That artists are not entirely separable from their work would seem too commonsensical to deny, yet the formalist hold on art criticism for much of this century squeezed out the person in its need to crush anecdote. Social scientists, art critics and curators alike may now admit the personae of their subjects, as well as themselves, in the writing they produce. Hence Antony Hamilton looks out warily in the full page colour frontispiece of the catalogue from an array of Burke & Wills props (beard, stony ground, dry hole in ground, kangaroo skin draped on knee). Is he a bushman? No, but he was born on a farm and lives in the bush (Beltana, to the north west of the Flinders Ranges, in a situation of wilful hardship). Is he a naive? No, he is art school trained (at the South Australian School of Art in the 1970s). Does his short (c. thirteen year) career deserve a state gallery survey? The answer hinges on whether or not we should take Hamilton seriously.
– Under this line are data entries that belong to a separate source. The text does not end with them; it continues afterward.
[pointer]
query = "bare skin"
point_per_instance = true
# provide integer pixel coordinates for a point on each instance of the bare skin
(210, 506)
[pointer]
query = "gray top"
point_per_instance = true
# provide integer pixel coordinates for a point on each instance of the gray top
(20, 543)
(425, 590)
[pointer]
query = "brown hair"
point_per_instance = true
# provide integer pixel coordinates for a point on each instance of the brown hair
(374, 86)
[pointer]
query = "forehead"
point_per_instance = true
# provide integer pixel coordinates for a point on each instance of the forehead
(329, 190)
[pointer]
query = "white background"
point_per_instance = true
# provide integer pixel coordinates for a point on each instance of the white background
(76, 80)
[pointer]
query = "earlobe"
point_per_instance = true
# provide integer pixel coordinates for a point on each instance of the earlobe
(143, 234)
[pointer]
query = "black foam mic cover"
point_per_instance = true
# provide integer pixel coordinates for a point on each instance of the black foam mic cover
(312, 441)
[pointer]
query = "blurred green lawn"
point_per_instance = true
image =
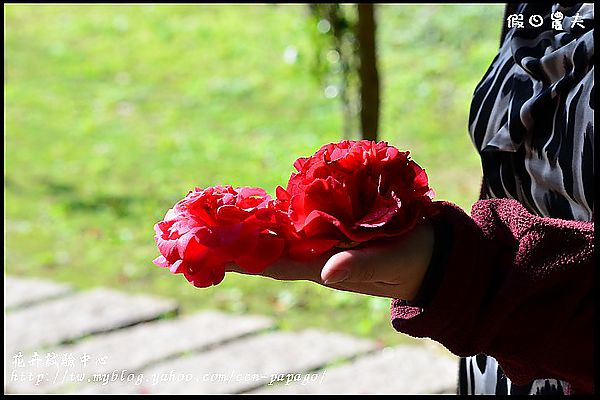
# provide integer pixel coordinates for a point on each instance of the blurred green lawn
(114, 112)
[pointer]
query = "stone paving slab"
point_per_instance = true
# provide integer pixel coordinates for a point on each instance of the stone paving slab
(399, 370)
(77, 315)
(242, 365)
(131, 349)
(21, 292)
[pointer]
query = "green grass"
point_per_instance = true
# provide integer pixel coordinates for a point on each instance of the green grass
(114, 112)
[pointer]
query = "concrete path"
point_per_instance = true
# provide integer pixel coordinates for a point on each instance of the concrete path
(59, 340)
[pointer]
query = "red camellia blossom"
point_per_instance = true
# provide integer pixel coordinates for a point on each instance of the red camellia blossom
(352, 192)
(212, 227)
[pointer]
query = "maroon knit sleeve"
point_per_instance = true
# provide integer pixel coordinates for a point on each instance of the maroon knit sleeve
(514, 286)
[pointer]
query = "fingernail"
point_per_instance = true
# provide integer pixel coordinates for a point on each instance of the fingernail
(337, 276)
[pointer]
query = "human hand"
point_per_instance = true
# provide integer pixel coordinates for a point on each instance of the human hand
(393, 267)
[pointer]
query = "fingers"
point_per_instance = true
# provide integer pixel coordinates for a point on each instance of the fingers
(290, 270)
(374, 264)
(380, 289)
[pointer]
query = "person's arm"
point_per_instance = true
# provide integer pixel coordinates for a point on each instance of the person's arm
(513, 286)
The Art Gallery of South Australia appeared to do so. The exhibition was generously arrayed through a suite of spacious galleries, as in the attractive catalogue, by curator Sarah Thomas (the gallery's budget did not run to reproducing all works, but Thomas's essay ably integrates and expands upon her informative wall labels) . The exhibition's arrangement encouraged the viewer to see the show as a single installation, at least in the three principal spaces of its display.
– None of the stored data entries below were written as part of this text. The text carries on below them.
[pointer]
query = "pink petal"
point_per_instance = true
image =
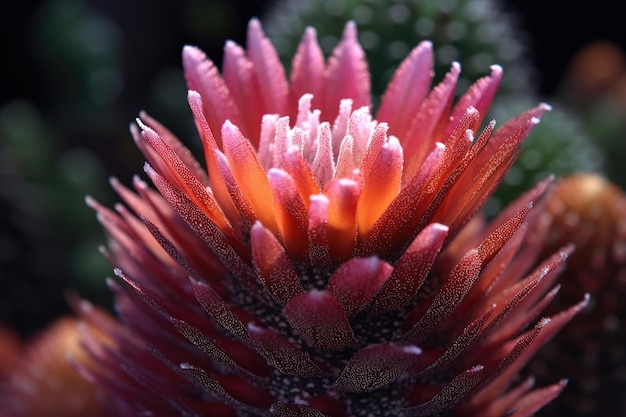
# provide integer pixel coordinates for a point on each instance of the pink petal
(451, 395)
(347, 75)
(202, 76)
(381, 184)
(323, 166)
(343, 195)
(268, 70)
(282, 354)
(249, 174)
(210, 148)
(318, 236)
(429, 123)
(376, 366)
(479, 95)
(411, 269)
(408, 88)
(307, 71)
(239, 78)
(215, 306)
(452, 292)
(377, 240)
(290, 212)
(318, 318)
(182, 176)
(355, 283)
(274, 267)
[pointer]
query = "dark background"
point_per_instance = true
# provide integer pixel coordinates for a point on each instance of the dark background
(149, 35)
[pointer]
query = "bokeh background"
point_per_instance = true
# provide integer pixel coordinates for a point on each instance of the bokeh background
(76, 72)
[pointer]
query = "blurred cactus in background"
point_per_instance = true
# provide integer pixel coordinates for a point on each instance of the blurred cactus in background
(477, 34)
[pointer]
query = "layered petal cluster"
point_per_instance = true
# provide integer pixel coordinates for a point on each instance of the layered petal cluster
(590, 211)
(325, 260)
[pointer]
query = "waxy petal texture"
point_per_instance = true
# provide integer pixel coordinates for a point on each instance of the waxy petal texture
(330, 259)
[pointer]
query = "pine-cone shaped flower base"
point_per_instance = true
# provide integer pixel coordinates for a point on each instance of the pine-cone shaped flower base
(325, 262)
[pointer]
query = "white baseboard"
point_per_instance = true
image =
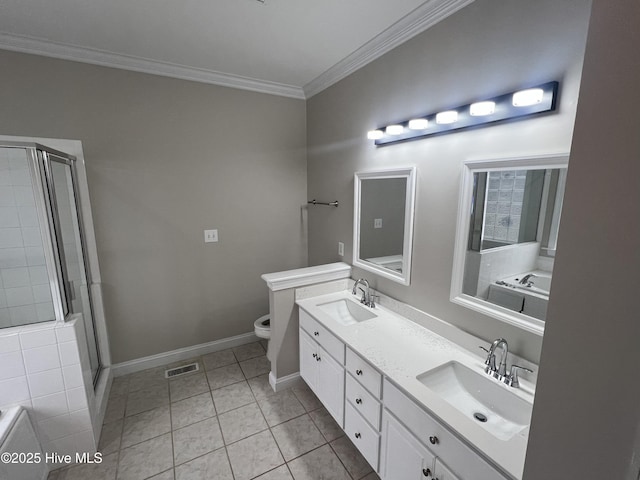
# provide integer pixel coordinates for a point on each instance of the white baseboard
(160, 359)
(285, 382)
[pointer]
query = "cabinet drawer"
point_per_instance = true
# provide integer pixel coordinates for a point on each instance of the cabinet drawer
(363, 402)
(363, 436)
(465, 462)
(364, 373)
(328, 341)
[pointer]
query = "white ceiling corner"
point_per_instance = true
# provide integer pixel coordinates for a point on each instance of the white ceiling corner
(416, 21)
(24, 44)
Minimally worked pieces took their place in a congregated invocation of sensation which, for some, might parallel that of wandering around the outback ruins of settlement – whether at Beltana, further north at Lake Killalpaninna or into the Cooper Creek area, for example – where the fringes of sheep or cattle farming territory intersect with memories of camel trekking and the fate of explorers. In such places relics as slight as a twist of wire, through their contradictory offering of spare poetry and a banality which deflects meaning, can prompt a late twentieth century species of 'weird melancholy'.
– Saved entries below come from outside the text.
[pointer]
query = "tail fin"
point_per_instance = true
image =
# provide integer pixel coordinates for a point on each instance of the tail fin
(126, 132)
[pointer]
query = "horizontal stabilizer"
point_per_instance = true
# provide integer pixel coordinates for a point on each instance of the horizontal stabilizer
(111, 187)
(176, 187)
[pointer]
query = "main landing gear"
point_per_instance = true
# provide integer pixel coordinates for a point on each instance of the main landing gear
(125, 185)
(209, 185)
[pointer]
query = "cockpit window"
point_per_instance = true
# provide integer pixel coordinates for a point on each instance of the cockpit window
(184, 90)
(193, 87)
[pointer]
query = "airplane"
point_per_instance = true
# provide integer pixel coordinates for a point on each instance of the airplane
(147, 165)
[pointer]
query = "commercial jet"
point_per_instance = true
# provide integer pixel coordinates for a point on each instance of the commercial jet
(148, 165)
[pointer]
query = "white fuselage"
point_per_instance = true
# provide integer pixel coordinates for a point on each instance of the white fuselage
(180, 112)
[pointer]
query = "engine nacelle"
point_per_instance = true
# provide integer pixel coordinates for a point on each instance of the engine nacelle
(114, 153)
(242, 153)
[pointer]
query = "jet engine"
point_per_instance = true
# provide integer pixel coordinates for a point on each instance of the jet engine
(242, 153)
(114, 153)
So where is the art? Hamilton traces his lineage back to Duchamp and (especially) Beuys, as mediated through art school in the 1970s. He plays intently yet lightly with this heritage, his work operating as spaces of intersecting narratives which acknowledge transparent beat-ups like that of the Nullarbor Nymph story of the 1971, while respecting, it would seem, the persons of its roo-shooting perpetrators (Miss or Myth? 1992-94); which associate Elle Macpherson underwear with 'kanga chic'(Weebubbie dream of the kangaroo girl, 1994-96); which incorporate sly reference to media hysteria around the Azaria Chamberlain case, at the same time as recalling older stories of lost children, from Tarzan to antiquity (Rock the Cradle, 1998). Hamilton is media savvy without being overly critical, myth invoking without being overly portentous. The most dramatically proposed work in the show, Hung White Fox and shadow, 1999, might suggest that ghosts walk the land, but if the slumped red sacks of Raddle Man , 1997, can suggest 'the magnificent Elder's Ranges' , the abrupt change of scale occasioned by the sticks of raddle - "whitefella ochre" – in that work bring the viewer to a real life scale of museum objects. Hamilton's work, casually resting on first encounter, stutters, on engaging with it, into questions of time, space and memory. Through it we understand that we can still die of thirst in the back of beyond, even if captured on candid satellite camera. Yet inWhere the crow flies backwards, 1999, intensely material mulga logs frame the theatre of a lone, stuffed and suspended crow: the work postulates a tangible yet fictive zone that limns the never-never, an outback as metaphysical as it is real.

Hence Hamilton's work, in its modest beauty and immediately apprehended presence, segues from the allusive to the elusive, towards the source of its resonance. It may be seen as simply re-presenting the outback as an example of the Freudian repressed to our predominantly coastal settler culture – but also, perhaps, as a gesture towards the Real, in a Lacanian sense, that is, as that which is largely excluded from, or media-veiled in, our minds, but which acts beyond speech as a irreducible parameter of our thinking.
Hamilton's work certainly invokes specific stories (of bush spirits, lost children, male endurance) in a sufficiently multivalent, contradictory and non-cliched way to intimate the outback as a defining void in our register of our imaginations. Further, Rock the Cradle's title refers to Ayer's Rock and Cradle Mountain as sacred sites of white tourism and media fetishisation, but Indigenous stories inevitably hover around such a work. The void of the outback opens out on to one much more crucial, namely that between Aborigines and whites . If the outback can constitute one (of several) approaches to this, it can retain its centrality to debates about Australian identity, place and ideology. To summon the Real pointfully and as a condition of such a point, one must be ... serious.